You are viewing a plain text version of this content. The canonical link for it is here.

Posted to users@tomcat.apache.org by Scott Purcell <pu...@charter.net> on 2006/02/11 02:40:01 UTC

Access log to see where robots go.

I have had trouble getting search engines to see my site. I built it with struts, and use some tags from the index.html page to get business logic, to finally get to my page. The url is http://www.theuniquepear.com

Anyway, upon talking to some co-workers, they suggested I watch my access log, so I can see what files they are indexing. I thought I had the access log turned on for the site, and see when someone hits my web site, but as far as the searchbots go, I only see this in my logs daily.

$ cat  localhost_access_log.2006-02-07.txt | less
67.15.16.30 - - [07/Feb/2006:03:44:55 -0600] "GET /robots.txt HTTP/1.0" 404 985
67.15.16.30 - - [07/Feb/2006:03:46:21 -0600] "GET / HTTP/1.0" 200 844
67.15.16.30 - - [07/Feb/2006:03:51:57 -0600] "GET /robots.txt HTTP/1.0" 404 985
62.114.208.233 - - [07/Feb/2006:03:52:42 -0600] "GET /unique/welcome.do?OVRAW=home%20decorating%20ideas&OVKEY=home
62.114.208.233 - - [07/Feb/2006:03:52:44 -0600] "GET /unique/includes/siteWide.css HTTP/1.1" 200 15402
62.114.208.233 - - [07/Feb/2006:03:52:44 -0600] "GET /unique/images/header_pear.jpg HTTP/1.1" 200 11227


I see the entry for robots.txt, but I have no idea where they are going, or what they are doing.

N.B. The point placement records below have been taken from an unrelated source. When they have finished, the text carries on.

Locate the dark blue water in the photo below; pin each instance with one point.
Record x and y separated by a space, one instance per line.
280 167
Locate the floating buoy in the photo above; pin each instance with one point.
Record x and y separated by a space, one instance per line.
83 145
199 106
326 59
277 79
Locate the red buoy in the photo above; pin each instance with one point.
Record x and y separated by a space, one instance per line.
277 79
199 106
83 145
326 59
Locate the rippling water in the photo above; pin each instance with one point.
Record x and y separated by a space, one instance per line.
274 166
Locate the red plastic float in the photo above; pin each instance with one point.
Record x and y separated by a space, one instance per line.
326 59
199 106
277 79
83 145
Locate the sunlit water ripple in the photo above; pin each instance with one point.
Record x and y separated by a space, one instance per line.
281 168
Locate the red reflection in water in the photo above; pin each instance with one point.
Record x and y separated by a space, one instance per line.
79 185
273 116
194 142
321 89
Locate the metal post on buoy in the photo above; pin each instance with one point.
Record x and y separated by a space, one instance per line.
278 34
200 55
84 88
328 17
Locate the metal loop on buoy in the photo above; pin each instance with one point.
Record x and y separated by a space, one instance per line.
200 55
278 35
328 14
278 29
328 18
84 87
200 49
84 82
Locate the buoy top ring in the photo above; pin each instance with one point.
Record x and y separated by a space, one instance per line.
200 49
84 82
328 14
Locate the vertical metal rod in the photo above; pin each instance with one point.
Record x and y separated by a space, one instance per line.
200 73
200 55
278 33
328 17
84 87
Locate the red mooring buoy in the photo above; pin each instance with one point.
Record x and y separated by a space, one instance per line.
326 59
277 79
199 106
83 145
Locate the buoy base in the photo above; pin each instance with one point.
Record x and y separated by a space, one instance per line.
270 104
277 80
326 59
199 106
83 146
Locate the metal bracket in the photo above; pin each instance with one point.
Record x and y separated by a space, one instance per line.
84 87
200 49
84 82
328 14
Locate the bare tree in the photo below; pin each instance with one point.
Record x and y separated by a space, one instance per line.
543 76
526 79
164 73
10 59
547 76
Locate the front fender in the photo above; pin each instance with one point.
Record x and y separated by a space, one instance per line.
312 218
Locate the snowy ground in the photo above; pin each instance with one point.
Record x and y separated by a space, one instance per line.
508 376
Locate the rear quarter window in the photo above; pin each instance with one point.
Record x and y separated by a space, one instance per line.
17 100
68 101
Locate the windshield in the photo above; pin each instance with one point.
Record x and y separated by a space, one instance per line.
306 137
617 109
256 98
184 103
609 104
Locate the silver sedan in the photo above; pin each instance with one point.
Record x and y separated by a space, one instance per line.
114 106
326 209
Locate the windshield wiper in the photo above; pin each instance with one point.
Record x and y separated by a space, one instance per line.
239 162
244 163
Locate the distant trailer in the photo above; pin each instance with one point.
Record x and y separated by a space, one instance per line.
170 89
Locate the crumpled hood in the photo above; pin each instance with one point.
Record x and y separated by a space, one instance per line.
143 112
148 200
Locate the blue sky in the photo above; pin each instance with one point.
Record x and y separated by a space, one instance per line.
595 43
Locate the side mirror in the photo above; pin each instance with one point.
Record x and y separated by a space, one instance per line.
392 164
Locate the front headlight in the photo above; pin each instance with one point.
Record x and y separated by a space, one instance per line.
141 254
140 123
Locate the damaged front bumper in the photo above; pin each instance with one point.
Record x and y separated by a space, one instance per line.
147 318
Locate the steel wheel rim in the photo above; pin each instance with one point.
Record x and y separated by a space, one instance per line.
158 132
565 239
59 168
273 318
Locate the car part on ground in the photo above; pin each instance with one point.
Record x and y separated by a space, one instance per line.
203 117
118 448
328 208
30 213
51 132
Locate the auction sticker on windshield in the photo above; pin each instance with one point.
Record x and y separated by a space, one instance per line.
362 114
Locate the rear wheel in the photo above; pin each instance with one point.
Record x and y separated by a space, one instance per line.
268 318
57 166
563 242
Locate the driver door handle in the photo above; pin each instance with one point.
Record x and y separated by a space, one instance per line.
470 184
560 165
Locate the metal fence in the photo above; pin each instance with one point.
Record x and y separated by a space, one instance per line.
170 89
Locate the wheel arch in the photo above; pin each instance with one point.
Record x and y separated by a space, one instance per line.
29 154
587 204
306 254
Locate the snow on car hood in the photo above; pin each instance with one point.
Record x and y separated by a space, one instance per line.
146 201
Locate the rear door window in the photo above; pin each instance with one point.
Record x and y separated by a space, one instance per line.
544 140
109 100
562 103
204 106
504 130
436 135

I turned on access log like this in the server.xml like so:
        <Valve className="org.apache.catalina.valves.AccessLogValve"
                 directory="logs"  prefix="localhost_access_log." suffix=".txt"
                 pattern="common" resolveHosts="false"/>

And that is a snippet of the log from above.

Does anyone know how to get more involved text, or can anyone tell me what the robots.txt above is doing?


Thanks,
Scott

Re: Access log to see where robots go.

Posted by Leon Rosenberg <ro...@googlemail.com>.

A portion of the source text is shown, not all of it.